Título: Redimensionando o papel de Chávez
Autor: Paulo Braga
Fonte: Valor Econômico, 06/06/2006, Internacional, p. A8

Os petrodólares venezuelanos colocaram o presidente Hugo Chávez em primeiro plano na cena política latino-americana. Mas a derrota do ex-militar nacionalista Ollanta Humala no Peru ilustra que não basta ter dinheiro: é preciso saber usá-lo. Na afobação de eleger governos amigos, Chávez abusou da interferência direta no processo político-eleitoral dos vizinhos. Se deu mal e pode sair da atual rodada de eleições latino-americanas com seu eixo de influência restrito a Venezuela, Cuba e Bolívia.

Vários países usufruem das benesses venezuelanas. Chávez vem comprando títulos da dívida da Argentina, do Equador e da Bolívia. Além disso, facilitou contratos de petróleo e combustível a países como o Uruguai. Chávez distribui esses benefícios graças ao poder discricionário com que trata as receitas da Venezuela.

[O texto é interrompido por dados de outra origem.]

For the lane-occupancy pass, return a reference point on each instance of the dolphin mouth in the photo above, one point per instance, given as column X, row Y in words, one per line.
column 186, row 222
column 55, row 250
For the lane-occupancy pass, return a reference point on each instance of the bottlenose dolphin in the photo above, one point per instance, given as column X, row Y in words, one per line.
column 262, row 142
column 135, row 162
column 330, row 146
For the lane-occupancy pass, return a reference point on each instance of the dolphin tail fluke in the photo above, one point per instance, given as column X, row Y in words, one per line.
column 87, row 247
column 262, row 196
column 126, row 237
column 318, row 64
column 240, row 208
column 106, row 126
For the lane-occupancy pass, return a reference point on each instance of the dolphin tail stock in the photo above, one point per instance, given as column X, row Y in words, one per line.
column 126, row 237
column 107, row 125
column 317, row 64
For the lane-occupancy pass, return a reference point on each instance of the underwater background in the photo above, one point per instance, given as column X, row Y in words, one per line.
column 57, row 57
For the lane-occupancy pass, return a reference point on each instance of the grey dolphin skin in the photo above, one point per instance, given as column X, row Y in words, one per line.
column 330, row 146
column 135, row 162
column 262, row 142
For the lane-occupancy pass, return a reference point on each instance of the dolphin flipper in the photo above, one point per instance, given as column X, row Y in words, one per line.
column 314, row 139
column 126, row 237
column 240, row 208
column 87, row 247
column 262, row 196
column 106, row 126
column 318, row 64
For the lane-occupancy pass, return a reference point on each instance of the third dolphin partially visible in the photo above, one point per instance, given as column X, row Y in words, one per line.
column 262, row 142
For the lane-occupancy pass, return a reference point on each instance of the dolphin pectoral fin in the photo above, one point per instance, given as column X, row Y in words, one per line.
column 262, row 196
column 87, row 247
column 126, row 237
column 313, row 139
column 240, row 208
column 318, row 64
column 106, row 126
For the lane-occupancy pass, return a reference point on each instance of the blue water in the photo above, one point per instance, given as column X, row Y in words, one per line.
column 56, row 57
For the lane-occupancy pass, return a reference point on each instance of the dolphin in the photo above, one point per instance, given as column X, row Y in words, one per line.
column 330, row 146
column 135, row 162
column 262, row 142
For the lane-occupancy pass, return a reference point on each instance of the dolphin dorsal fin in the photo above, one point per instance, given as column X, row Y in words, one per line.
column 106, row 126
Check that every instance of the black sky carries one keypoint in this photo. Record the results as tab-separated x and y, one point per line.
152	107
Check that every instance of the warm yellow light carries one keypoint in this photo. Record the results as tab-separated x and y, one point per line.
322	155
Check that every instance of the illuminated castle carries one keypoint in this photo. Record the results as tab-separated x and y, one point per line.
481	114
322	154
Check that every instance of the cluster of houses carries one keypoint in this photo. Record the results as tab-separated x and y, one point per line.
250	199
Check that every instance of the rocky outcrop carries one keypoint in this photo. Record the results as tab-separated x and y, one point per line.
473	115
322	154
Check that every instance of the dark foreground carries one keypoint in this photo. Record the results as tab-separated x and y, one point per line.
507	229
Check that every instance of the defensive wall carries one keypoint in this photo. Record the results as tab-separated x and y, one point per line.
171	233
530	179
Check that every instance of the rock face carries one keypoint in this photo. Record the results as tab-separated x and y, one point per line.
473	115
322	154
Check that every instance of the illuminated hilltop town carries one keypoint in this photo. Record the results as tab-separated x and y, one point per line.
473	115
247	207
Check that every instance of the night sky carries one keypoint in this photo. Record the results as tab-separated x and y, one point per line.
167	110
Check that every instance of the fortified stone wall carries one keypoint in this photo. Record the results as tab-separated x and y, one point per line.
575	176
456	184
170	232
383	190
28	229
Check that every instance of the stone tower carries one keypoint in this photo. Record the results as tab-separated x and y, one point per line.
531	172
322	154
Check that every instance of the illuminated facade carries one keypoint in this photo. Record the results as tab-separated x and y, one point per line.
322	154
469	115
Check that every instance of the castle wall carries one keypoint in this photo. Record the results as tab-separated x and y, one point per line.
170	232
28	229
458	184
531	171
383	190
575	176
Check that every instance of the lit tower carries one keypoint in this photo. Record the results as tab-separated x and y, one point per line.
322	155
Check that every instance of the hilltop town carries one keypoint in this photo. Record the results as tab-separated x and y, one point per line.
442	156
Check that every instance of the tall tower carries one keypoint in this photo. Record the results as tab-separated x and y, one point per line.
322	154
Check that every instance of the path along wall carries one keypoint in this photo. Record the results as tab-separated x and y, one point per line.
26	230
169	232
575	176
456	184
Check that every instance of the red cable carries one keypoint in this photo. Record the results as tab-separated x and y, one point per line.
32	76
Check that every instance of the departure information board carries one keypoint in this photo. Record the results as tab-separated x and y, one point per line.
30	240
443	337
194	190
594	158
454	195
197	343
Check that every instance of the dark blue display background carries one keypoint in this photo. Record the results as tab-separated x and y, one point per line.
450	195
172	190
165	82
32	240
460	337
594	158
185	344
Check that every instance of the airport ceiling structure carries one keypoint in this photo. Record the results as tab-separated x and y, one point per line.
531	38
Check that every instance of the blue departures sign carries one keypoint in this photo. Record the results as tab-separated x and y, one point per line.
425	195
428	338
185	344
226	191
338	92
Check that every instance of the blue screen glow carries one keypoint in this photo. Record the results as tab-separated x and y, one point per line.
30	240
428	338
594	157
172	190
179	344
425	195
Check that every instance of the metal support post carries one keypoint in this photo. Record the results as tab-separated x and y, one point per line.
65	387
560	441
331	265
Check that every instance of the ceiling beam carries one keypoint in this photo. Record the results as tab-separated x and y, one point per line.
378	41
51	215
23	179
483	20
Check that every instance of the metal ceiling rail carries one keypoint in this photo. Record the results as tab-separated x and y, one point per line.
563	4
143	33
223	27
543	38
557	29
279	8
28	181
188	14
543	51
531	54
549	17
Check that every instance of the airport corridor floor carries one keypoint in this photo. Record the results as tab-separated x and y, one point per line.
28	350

Mas isso não garantiu a disseminação na região de sua práxis de poder autoritária, do conjunto de idéias que ele define como socialismo bolivariano -o que quer que isso signifique-, nem do seu antiamericanismo.

Um exemplo é a proposta venezuelana de criar uma empresa regional de petróleo, a PetroAmerica, que uniria estatais sul-americanas. O presidente argentino, Néstor Kirchner, como outros líderes da região, não rejeita a proposta em público, para não constranger Chávez e continuar assim contando com os petrodólares venezuelanos. Mas não faz nada para que ela avance. O governo brasileiro também não se interesse pela fusão de empresas.

Cabe perguntar a quem Chávez de fato influencia na região.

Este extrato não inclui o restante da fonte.